9. An automatic counting system for mine water exploration and drainage drill rods based on static geometric calibration, applicable to the automatic counting method for mine water exploration and drainage drill rods based on static geometric calibration as described in any one of claims 1-8, characterized in that, include: The location information acquisition module is used to extract the location information of the drill rod and drilling rig from real-time images of the work site using a deep learning target detection algorithm during the static calibration phase. The area determination rule acquisition module is used to obtain the drilling rig operation direction vector based on the location information, obtain the operation area boundary direction vector based on the drilling rig operation direction vector, and obtain the area determination rule based on the operation area boundary direction vector. The drill pipe operation count acquisition module is used to obtain counting rules based on the dwell time mechanism in the operation area, obtain valid counting rules based on the counting rules and the area determination rules, and obtain the number of drill pipe operations based on the valid counting rules.

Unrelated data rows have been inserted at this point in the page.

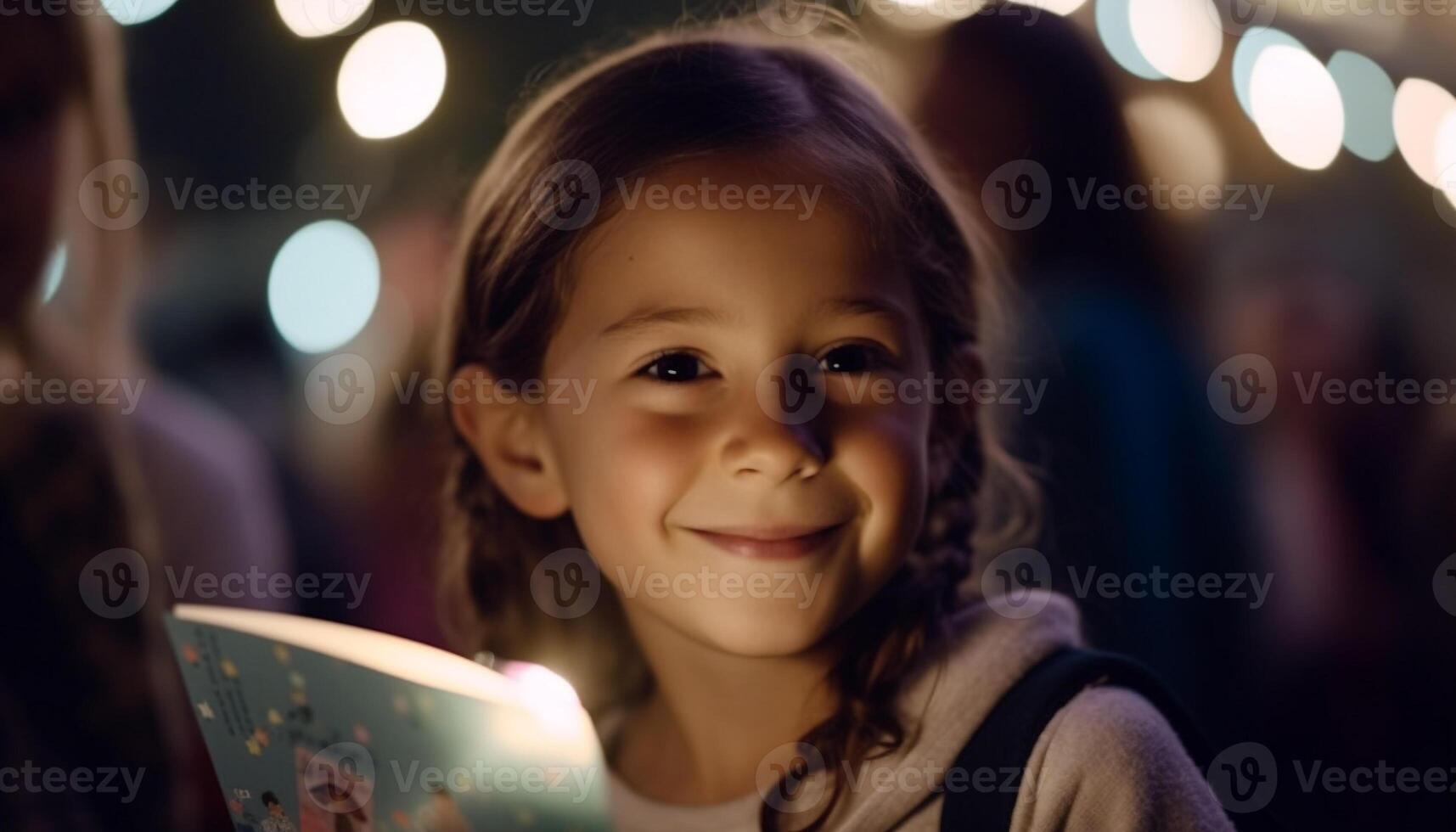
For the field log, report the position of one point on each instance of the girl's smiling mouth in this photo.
(771, 542)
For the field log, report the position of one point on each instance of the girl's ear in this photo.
(955, 417)
(510, 441)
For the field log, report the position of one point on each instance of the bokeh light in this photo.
(1369, 98)
(323, 286)
(319, 18)
(1446, 158)
(1251, 46)
(1297, 107)
(132, 12)
(1177, 37)
(1421, 108)
(392, 79)
(1114, 25)
(53, 273)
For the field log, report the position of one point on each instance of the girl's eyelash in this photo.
(877, 357)
(644, 370)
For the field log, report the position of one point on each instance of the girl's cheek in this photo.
(627, 467)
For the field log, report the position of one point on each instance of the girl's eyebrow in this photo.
(651, 317)
(659, 315)
(865, 306)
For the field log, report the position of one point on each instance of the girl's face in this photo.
(694, 475)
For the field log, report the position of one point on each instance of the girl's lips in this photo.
(771, 544)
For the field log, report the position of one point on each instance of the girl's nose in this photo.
(761, 445)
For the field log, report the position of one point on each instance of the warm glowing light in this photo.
(392, 79)
(132, 12)
(1369, 101)
(1114, 25)
(1177, 142)
(1056, 6)
(1421, 110)
(1296, 107)
(1180, 38)
(549, 697)
(926, 15)
(323, 286)
(318, 18)
(1251, 46)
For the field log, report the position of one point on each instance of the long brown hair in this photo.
(727, 87)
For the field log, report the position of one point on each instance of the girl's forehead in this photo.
(747, 241)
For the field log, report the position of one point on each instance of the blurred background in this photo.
(1207, 211)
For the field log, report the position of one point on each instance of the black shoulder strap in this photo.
(1006, 738)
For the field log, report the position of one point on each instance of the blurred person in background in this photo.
(1123, 439)
(1353, 500)
(169, 480)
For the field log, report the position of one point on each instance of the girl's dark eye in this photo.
(853, 359)
(676, 368)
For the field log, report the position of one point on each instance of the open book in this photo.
(322, 728)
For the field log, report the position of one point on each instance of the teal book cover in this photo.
(323, 728)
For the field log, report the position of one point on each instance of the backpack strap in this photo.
(1009, 734)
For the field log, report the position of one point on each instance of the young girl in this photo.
(753, 277)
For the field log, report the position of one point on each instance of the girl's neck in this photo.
(714, 718)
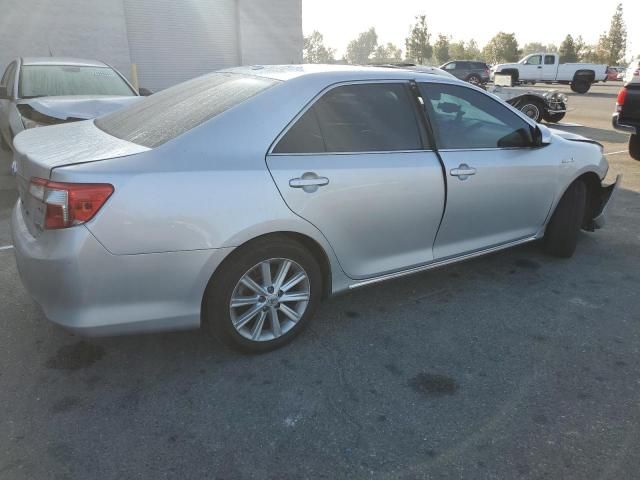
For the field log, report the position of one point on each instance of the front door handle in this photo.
(309, 182)
(463, 172)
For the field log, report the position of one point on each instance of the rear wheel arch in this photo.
(308, 243)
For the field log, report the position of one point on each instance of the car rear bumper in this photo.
(82, 287)
(615, 122)
(606, 194)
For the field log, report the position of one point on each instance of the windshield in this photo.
(56, 80)
(168, 114)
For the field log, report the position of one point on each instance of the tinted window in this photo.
(466, 119)
(54, 80)
(304, 136)
(356, 118)
(176, 110)
(535, 60)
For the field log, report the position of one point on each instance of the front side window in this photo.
(465, 119)
(535, 60)
(55, 80)
(373, 117)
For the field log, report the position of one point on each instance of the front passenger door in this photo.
(499, 186)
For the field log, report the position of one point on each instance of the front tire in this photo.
(561, 236)
(263, 295)
(634, 146)
(532, 109)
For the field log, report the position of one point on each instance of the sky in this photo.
(545, 21)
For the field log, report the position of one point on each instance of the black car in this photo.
(627, 116)
(476, 73)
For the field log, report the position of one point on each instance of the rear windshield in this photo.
(55, 80)
(172, 112)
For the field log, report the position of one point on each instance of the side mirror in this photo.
(541, 136)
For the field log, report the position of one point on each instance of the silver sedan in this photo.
(240, 199)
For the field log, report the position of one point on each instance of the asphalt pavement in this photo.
(511, 366)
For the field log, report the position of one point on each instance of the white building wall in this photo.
(270, 31)
(173, 41)
(92, 29)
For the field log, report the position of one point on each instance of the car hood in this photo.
(574, 137)
(81, 107)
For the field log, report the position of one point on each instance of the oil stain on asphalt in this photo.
(433, 385)
(75, 357)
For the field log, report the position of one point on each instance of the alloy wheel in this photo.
(269, 299)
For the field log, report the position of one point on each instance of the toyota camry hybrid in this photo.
(240, 199)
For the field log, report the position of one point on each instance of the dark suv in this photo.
(476, 73)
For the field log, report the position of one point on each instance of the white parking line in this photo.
(616, 153)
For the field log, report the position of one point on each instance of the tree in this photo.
(502, 48)
(359, 51)
(616, 43)
(388, 53)
(314, 50)
(472, 52)
(419, 50)
(568, 50)
(441, 49)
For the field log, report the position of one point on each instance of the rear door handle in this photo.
(463, 172)
(309, 182)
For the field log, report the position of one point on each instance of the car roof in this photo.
(336, 73)
(76, 62)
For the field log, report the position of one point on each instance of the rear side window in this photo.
(172, 112)
(356, 118)
(465, 119)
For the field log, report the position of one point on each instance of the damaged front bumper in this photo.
(604, 200)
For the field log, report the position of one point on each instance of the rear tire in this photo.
(634, 146)
(581, 86)
(561, 236)
(261, 333)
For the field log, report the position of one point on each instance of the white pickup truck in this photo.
(546, 68)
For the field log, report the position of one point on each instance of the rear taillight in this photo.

10. A computer device, comprising: The computer device includes a processor, a memory, and a bus. The memory stores machine-readable instructions executable by the processor. When the computer device is running, the processor communicates with the memory via the bus, and the processor executes the machine-readable instructions to perform the steps of the automatic counting method for mine water exploration and drainage drill rods based on static geometric calibration as described in any one of claims 1-8.